The freaky question is this: Will the upcoming changes restrict Secure Boot further? I don’t know, and until the rumors become more clear as the date gets closer, we won’t know. That’s what scares me. The only thing I do know so far is that CSM is being deprecated in favor of booting using UEFI mode only. When this happens (rumored to be 2020) — that is when I’m worried that an improved Secure Boot will be in place. Have you ever tried to boot anything other than Windows 8 on some tablets? I have. Fedora or Ubuntu is the only other thing I have found that will boot on those, where compatibility modes aren’t an option. And as much as I like Apple, it really stinks that iPad can only boot iOS for the same reason. One of my side projects is to at least write a shell over the browser that will allow running apps in it, but that doesn’t remove the fact it’ll still be running iOS.
I can’t repeat it enough — locked up devices is the future I’m scared of. Only time will tell whether or not this fear is founded or not. It could all be nothing. Because I’m only speculating. And could be wrong.
We are well into getting Haiku to boot from UEFI devices without needing a BIOS. In fact it already works, but it is not integrated into our distributed images because we didn’t get it to blend with the other parts of the “anyboot” image.
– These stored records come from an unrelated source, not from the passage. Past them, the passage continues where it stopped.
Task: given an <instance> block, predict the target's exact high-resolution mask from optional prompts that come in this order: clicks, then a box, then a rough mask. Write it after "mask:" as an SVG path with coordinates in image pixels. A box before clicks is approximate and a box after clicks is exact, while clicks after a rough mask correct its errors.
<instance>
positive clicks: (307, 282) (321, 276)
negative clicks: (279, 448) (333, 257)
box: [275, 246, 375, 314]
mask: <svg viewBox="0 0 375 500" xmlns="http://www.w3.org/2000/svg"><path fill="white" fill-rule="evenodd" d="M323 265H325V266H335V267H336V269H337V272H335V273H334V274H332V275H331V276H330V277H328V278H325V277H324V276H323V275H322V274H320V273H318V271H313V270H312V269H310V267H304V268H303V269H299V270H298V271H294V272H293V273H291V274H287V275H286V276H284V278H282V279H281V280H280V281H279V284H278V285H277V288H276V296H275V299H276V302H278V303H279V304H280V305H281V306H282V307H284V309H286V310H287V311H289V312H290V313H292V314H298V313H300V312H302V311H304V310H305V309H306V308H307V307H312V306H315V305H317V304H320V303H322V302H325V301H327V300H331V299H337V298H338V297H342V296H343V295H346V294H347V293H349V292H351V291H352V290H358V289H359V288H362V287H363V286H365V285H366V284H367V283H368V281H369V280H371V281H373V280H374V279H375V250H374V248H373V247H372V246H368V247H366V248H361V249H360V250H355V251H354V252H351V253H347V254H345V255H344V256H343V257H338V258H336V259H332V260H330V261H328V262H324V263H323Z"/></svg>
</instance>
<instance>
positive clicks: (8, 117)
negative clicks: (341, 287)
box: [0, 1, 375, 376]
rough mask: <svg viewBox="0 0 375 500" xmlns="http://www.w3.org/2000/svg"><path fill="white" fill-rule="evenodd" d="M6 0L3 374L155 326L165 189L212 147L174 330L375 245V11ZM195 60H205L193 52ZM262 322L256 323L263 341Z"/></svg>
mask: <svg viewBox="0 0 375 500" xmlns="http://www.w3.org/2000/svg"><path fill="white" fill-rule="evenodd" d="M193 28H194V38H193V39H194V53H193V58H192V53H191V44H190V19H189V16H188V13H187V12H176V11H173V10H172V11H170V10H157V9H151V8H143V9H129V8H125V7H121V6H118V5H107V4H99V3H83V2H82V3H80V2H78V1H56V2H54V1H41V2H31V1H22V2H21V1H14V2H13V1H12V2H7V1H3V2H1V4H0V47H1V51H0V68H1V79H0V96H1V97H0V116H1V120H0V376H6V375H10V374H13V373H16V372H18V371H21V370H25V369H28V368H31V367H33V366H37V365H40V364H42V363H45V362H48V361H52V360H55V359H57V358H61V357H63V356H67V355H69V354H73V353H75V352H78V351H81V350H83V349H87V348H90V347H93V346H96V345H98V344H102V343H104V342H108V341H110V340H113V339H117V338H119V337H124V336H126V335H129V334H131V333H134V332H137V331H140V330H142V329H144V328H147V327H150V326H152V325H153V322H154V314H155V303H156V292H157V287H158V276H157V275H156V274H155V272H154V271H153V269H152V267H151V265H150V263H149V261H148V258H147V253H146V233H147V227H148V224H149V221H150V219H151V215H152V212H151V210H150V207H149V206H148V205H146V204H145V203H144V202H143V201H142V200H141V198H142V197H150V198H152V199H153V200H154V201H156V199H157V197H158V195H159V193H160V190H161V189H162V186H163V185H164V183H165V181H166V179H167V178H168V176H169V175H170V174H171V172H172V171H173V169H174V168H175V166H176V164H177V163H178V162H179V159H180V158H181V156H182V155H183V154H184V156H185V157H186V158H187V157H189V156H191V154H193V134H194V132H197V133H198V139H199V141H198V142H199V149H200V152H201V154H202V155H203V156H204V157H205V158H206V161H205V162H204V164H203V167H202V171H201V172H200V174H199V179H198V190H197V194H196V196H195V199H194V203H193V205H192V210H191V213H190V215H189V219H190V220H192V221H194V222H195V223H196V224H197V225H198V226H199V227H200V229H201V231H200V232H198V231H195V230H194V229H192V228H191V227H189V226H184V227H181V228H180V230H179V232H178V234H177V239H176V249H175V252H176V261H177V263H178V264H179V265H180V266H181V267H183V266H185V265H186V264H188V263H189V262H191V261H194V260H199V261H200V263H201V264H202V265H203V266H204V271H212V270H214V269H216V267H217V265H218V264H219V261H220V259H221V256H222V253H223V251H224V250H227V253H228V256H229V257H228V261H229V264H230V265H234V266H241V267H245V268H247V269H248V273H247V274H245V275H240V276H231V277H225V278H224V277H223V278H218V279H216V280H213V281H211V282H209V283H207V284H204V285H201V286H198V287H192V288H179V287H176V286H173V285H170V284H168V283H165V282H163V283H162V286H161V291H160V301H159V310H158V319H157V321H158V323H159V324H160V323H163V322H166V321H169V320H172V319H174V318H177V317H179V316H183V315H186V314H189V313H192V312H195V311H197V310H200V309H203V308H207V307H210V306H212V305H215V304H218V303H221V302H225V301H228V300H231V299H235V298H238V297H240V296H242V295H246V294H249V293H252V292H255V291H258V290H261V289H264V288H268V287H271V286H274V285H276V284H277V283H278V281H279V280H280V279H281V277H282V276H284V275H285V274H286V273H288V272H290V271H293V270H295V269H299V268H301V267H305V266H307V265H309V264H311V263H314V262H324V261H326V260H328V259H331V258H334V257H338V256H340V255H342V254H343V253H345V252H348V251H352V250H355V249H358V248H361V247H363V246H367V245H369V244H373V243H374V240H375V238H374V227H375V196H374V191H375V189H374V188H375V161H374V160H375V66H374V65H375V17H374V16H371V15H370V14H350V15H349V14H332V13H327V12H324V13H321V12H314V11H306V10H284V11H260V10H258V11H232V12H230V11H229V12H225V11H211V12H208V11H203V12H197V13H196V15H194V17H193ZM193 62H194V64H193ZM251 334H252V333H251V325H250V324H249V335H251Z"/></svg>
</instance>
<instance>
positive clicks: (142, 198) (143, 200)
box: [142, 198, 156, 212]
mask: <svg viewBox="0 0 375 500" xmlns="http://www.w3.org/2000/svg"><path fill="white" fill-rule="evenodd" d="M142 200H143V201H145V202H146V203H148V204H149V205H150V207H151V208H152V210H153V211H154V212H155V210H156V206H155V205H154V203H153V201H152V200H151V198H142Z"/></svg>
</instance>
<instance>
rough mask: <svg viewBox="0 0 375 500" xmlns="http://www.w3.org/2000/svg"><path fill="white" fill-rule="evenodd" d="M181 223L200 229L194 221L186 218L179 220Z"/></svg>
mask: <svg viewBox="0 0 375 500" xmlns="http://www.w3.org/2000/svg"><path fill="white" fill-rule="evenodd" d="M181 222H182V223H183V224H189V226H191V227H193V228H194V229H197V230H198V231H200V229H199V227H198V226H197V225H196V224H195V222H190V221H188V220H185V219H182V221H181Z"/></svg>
So I’m not worried about UEFI, as long as we can get past the signing/keys part one way or another.
Why is having both options in the image a blocker? In my humble opinion, I truly think that two years, if this goes the way things are slated to go, the 64-bit edition/build of Haiku should focus on UEFI, which will be default everywhere by then. Save BIOS for 32-bit/legacy boards with CSM built < 2020.
While I applaud the new MS stance on open source, and though my interactions with them have always been good and I think they do a lot of great research and have a lot of great people, in terms of entrusting them with data, as a company I believe they have shown that they absolutely cannot be trusted. They have been shown to share personal user data with security agencies, almost certainly illegally, behind users backs, while denying it. How can you trust them with your data after that? I will remove my projects from GH, although at my own pace…
(They did also try to destroy everything open source for a very long time, using rhetoric that likened it to cancer and other things. Which, you know, was not really nice. They are embracing it now, since they lost that battle, and these days it suits them - i.e. is profitable).
I still remember the tweaks that the GNU/Linux distros done to boot on UEFI computers. Microsoft is the same, but with another approach to get manpowered people. They are a company that uses floss to have profit, not to empower the people or so.